Ne pourrions-nous pas envisager une démarche similaire pour la filière vanille ? Des rencontres et tables rondes, des visites d’ateliers, la création de procédés de dégustation, un lexique, des standards d’évaluation et de qualité précis et élevés, un salon annuel... Selon moi, en adoptant cette démarche, nous mettrions en lumière la diversité et la complexité des vanilles et nous inspirerions une appréciation renouvelée et approfondie de cette épice.
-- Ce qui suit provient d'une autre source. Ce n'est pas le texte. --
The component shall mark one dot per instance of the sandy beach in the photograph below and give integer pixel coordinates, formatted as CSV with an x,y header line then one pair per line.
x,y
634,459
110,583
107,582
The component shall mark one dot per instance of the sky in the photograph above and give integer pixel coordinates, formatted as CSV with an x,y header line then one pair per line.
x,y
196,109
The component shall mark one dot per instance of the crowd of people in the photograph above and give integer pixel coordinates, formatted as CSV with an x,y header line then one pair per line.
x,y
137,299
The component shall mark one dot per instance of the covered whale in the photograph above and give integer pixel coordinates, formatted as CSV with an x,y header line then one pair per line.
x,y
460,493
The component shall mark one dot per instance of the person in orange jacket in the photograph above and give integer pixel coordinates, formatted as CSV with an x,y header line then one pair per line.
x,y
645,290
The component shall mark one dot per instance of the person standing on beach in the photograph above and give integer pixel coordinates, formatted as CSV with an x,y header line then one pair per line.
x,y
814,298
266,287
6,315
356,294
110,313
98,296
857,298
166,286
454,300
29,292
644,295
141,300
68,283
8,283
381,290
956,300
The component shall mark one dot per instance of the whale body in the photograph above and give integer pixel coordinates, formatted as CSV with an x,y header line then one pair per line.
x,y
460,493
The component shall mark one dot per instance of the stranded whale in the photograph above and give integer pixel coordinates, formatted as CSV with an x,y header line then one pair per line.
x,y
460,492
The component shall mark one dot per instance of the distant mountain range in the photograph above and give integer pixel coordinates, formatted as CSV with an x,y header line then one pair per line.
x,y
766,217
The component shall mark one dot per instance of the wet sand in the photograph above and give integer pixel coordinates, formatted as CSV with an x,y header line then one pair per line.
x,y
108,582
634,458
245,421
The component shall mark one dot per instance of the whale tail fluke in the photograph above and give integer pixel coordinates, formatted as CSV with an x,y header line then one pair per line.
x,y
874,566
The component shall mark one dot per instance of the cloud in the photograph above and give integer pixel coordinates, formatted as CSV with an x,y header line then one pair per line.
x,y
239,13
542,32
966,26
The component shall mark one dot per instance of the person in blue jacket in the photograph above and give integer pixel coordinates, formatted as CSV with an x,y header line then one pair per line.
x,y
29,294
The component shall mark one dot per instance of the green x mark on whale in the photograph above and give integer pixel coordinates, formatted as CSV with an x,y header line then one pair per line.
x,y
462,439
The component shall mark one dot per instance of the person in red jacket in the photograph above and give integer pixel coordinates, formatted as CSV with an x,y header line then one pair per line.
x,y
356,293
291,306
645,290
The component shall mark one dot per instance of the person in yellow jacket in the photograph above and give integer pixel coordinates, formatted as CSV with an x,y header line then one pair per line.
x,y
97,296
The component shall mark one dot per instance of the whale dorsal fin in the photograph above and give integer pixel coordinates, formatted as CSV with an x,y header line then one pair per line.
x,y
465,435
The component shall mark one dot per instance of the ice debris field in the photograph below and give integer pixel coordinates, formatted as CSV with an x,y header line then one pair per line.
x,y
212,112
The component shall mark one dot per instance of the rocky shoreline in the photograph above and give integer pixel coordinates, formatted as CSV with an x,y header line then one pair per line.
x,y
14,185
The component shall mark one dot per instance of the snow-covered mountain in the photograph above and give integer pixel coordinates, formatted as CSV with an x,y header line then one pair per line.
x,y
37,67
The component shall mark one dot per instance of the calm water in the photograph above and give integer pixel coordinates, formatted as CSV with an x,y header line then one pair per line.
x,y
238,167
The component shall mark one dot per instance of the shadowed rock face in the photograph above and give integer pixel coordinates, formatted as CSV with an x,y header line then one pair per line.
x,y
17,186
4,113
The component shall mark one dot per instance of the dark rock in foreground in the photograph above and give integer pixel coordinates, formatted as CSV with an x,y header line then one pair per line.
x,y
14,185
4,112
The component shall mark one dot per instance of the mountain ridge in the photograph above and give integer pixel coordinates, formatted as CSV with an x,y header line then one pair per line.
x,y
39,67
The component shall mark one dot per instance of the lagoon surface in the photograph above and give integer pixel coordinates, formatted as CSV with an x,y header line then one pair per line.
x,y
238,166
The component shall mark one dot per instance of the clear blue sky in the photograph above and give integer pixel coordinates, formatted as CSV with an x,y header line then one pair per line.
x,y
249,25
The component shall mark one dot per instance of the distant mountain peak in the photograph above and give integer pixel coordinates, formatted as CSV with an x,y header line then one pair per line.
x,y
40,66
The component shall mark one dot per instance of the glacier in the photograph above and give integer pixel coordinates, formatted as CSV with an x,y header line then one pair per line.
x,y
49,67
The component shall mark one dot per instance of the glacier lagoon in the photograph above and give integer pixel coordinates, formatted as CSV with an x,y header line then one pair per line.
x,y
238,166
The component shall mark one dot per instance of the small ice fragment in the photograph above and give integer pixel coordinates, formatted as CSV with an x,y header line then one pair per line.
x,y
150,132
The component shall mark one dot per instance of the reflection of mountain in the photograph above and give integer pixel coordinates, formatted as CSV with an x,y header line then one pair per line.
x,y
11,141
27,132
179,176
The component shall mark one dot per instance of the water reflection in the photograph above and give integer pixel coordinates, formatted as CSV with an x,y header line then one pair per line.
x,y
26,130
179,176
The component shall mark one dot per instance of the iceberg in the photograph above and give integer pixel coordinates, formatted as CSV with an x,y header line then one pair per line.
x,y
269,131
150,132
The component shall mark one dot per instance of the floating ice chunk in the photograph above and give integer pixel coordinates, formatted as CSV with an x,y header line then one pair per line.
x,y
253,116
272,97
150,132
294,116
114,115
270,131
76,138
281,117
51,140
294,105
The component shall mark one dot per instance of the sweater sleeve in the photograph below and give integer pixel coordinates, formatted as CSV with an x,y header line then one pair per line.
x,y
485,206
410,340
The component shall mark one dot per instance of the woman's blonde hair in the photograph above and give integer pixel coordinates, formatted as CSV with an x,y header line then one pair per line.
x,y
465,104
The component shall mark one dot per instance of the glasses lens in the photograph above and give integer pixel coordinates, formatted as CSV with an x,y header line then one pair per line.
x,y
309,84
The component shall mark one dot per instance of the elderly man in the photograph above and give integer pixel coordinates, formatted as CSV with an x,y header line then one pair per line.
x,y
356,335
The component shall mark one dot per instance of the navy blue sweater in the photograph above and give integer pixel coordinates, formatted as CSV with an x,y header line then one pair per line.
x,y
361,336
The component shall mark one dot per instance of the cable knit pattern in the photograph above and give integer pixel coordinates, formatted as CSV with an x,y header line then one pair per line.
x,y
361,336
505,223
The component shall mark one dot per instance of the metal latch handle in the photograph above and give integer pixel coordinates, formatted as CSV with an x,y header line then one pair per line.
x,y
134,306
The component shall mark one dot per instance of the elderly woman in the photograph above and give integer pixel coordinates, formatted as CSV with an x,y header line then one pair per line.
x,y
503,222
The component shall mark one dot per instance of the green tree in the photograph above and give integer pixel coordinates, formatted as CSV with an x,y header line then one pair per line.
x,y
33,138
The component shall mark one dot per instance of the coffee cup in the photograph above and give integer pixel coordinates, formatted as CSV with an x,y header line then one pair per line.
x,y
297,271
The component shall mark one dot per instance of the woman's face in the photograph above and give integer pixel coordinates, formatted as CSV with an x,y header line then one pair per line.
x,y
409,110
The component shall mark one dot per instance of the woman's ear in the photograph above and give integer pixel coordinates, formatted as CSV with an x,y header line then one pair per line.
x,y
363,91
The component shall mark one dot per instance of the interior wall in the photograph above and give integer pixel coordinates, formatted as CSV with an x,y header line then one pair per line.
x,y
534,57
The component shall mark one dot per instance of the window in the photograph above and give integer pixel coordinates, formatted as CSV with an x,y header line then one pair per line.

« Le café de spécialité est défini comme une boisson artisanale à base de café de qualité, qui est jugé par le consommateur (dans un marché limité à un moment donné) comme ayant une qualité unique, un goût distinct et une personnalité différente, et même supérieur au café conventionnel offert. Le café de spécialité est fait à base de graines de café qui ont été cultivées dans une zone définie et conformes aux normes les plus élevées pour le café vert, sa torréfaction, son stockage et sa préparation. » CIRAD
CONCLUSION
Actuellement, dans le monde de la vanille il y a des signaux qui tendent à indiquer que la temporalité est la bonne pour entreprendre ce mouvement. Des préparateurs-affineurs font des découvertes incroyables dans leurs ateliers, de nouvelles vanilles sont découvertes chaque jour, des professionnels redéfinissent la manière de parler de la vanille, en employant un vocabulaire spécifique pour décrire ses arômes et en accompagnant le consommateur. De surcroît, j’ai la sensation que les échanges se multiplient sans doute guidés par une envie de comprendre les mystères de cette épice. Charlotte et Paul m’ont encouragé à croquer dans une gousse de vanille, Mathilde m’a conseillé d’infuser la vanille tahitensis dans un lait froid et le laisser reposer une nuit, c’est au concours général agricole que nous avons fait une différence entre une gousse “luisante” et une gousse “vernie”. Chacun de nous à son vocabulaire et son approche de la vanille qui nécessiterai une mise en commun pour choisir et prendre une direction qui intégrerait tous les acteurs de la filière.Cet effort vise non seulement à satisfaire les connaisseurs désireux de décoder les subtilités de la vanille, mais également à guider les néophytes à travers les richesses de cette épice, en mettant en lumière la diversité de ses origines et la complexité de ses saveurs.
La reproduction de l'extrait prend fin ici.